On Mon, 26 Jan 2004, Ken Dickey wrote:

>Well color me dumb, but I don't see why getting O(1) is such a big deal.
>Let's say an implementation reads UTF-8 chars.  A uni-string could be
>represented as a tuple.  The required part is a byte-vector of characters
>that fit into 8 bits.  If characters have 16 bit representation, use a
>second, 16-bit vector and a map of which chars are the long ones.  If 16 bit,
>index into the 2nd array, else into the first.  The 2nd array could be
>shortened by using the byte-vector to hold indexes into the 16-bit array in
>the mapped/unused bytevector slots.  In the "worst case" (storage wise), we
>only need the 16-bit array.  The mapping could be a bit-vector or whatever
>makes sense in a particular implementation.
>It is true that there are more code paths in this scheme (sic), but each kind
>of representation "knows that" and this still makes refs & sets ~ O(1).
>What am I missing here?

O(1) reference or character setting comes at the expense of O(n) insertions,
deletions, and non-identical-sized replacements.

EG, if I change "the" to "a" at the beginning of a long string, and
I've represented it as a vector to get O(1) reference time, the rest of
the string has to be copied to move it two character spaces in memory.
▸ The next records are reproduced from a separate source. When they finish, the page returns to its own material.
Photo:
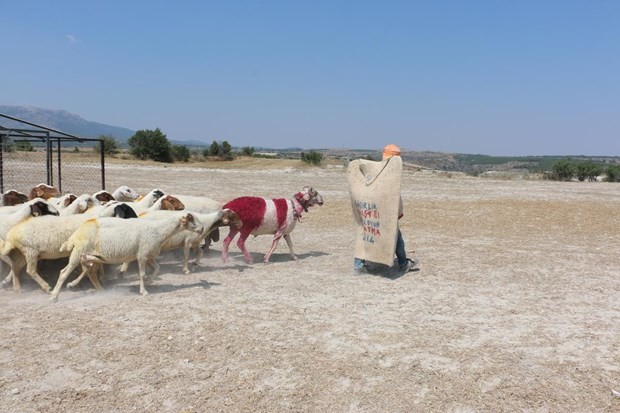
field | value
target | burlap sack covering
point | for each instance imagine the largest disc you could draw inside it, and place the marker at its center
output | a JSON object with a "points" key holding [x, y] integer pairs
{"points": [[374, 188]]}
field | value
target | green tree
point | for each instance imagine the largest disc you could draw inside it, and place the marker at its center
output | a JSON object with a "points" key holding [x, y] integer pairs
{"points": [[588, 171], [313, 157], [215, 149], [564, 170], [24, 146], [223, 150], [248, 151], [180, 153], [613, 173], [110, 145], [150, 144], [227, 151]]}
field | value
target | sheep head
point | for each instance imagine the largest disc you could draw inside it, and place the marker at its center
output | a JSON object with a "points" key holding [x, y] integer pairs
{"points": [[171, 203], [39, 207], [127, 193], [44, 191], [309, 197], [191, 223], [13, 197], [103, 197], [69, 198]]}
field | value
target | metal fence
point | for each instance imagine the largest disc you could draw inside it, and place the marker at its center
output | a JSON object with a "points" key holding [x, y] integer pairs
{"points": [[29, 157]]}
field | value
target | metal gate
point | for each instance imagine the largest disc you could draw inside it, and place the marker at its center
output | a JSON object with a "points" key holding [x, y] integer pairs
{"points": [[31, 156]]}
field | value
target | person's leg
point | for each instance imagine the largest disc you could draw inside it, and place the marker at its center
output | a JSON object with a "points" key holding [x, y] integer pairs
{"points": [[401, 255]]}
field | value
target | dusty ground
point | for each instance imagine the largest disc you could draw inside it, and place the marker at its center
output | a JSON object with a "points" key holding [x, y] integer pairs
{"points": [[515, 308]]}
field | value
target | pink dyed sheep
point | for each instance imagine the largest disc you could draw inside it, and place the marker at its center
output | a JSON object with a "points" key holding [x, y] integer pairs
{"points": [[261, 216]]}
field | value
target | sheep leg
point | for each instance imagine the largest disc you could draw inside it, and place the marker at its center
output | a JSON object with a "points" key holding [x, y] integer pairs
{"points": [[79, 278], [92, 276], [274, 244], [199, 253], [231, 235], [241, 245], [154, 265], [31, 269], [16, 262], [289, 242], [74, 260], [16, 270], [9, 261], [141, 271], [122, 270], [186, 270]]}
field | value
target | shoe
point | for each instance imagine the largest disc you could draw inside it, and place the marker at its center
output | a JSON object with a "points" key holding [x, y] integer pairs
{"points": [[360, 271], [411, 265]]}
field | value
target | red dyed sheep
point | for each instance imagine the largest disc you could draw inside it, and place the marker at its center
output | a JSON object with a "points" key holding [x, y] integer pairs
{"points": [[261, 216]]}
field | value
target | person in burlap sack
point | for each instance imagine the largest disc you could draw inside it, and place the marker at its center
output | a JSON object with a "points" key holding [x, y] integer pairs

This is no big deal, on the same order as a function call overhead, for
strings of 250 characters or less.  But it starts to be a very big deal
when the string is the size of a large novel, around  2 million

Likewise, when the application decides it wants to make a copy of a
string and change just the copy, the naive implementation using strings
made of byte vectors copies the whole thing to a new vector allocated
for a new variable, then copies it again within that vector to move the
bulk of the new string 2 spaces.  A more sophisticated implementation
still copies the whole thing at least once.

Implementing ropes allows the system instead to copy just the root node
of the string's Btree (constant-size unit) in order to copy a string,
and then copy tree nodes down to the substring where "the" will be
changed to "a", make a copy of just that substring, and shift the bulk
of just that copy 2 characters.  If the strings are large, this saves
you a bunch of CPU and a bunch of memory, since the bulk of the structure
- all the tree nodes except a single root-to-leaf path and all the
substrings but the one changed - is still shared between the two strings.
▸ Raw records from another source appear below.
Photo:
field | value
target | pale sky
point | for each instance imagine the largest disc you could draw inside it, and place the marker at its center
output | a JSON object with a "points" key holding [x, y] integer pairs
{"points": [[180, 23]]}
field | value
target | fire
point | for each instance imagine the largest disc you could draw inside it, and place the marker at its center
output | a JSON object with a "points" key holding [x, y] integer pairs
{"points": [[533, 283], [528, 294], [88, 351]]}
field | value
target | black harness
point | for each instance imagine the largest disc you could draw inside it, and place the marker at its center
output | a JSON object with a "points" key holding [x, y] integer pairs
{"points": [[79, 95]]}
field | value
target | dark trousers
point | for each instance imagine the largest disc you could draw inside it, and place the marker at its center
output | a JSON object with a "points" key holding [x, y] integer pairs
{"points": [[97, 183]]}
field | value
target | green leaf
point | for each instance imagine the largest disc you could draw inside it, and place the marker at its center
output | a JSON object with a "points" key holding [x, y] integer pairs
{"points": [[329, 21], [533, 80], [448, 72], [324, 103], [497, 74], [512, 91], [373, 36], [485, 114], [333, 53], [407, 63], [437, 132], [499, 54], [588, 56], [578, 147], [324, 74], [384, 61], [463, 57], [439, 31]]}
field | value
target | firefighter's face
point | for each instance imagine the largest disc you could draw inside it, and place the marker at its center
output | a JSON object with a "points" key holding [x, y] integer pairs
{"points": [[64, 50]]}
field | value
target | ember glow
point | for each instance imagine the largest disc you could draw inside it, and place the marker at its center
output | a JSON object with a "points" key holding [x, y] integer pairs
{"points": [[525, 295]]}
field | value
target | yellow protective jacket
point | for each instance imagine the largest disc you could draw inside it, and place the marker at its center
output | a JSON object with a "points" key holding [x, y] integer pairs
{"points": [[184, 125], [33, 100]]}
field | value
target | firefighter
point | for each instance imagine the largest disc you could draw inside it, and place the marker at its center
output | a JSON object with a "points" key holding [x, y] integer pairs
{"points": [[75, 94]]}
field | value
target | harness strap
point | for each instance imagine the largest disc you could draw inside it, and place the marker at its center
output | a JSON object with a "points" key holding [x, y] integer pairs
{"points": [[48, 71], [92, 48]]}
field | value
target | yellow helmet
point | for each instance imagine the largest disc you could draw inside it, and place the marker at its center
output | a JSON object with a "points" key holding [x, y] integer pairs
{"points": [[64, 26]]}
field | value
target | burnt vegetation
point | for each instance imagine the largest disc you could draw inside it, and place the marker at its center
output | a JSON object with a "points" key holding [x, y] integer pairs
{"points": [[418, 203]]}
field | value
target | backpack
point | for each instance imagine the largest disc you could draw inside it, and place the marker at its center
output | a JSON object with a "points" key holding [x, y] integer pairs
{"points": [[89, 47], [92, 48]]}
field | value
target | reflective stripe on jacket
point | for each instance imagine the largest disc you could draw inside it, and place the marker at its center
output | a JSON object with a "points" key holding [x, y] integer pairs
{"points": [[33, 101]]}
Below, I'm comparing ropes to the simplest type of vector string,
in which all characters are equal width.  You've offered a
technique to get similar performance with strings having unequal-
width characters (such as UTF-8 encoding) and I think it'd work,
but here are still compelling reasons in at least some applications
to choose ropes.

Here's how the operations break down (use a constant-width font):
                     "Rope" string     |  vector string
indexed reference;                     |
                        O(log n)       |  O(1)
indexed mutation                       |
                        O(log n)       |   O(1)
string-copy                            |
                        O(1),          |  O(n),
                        Omega(1)       |  omega(n)
unequal-size mutation                  |
                       O(log n)        |  O(n)
                       Omega(log n) *1 |  Omega(1)

*1; Unequal-size mutation uses Omega(log n) memory only if the data
    is shared with another string (ie, it uses part of the memory
    spaces that has already been saved in a string-copy operation).
    If the data is unshared, as with vector strings, it's Omega(1).

As you can see, vector strings win on indexed reference and indexed
mutation, but rope strings win everywhere else. It is possible to use
more memory doing an unequal-size mutation, but that's only in the
case that the vector string would already have used even more memory
in a string-copy operation.

Order(1) indexed reference and indexed single-character mutation is
nice, but the time and space taken by the other operations starts
becoming untenable when the size of the strings gets sufficiently

If you need to know which is best for your application, you may
want to instrument your code and use a profiler to find out just
how much time you're spending copying strings.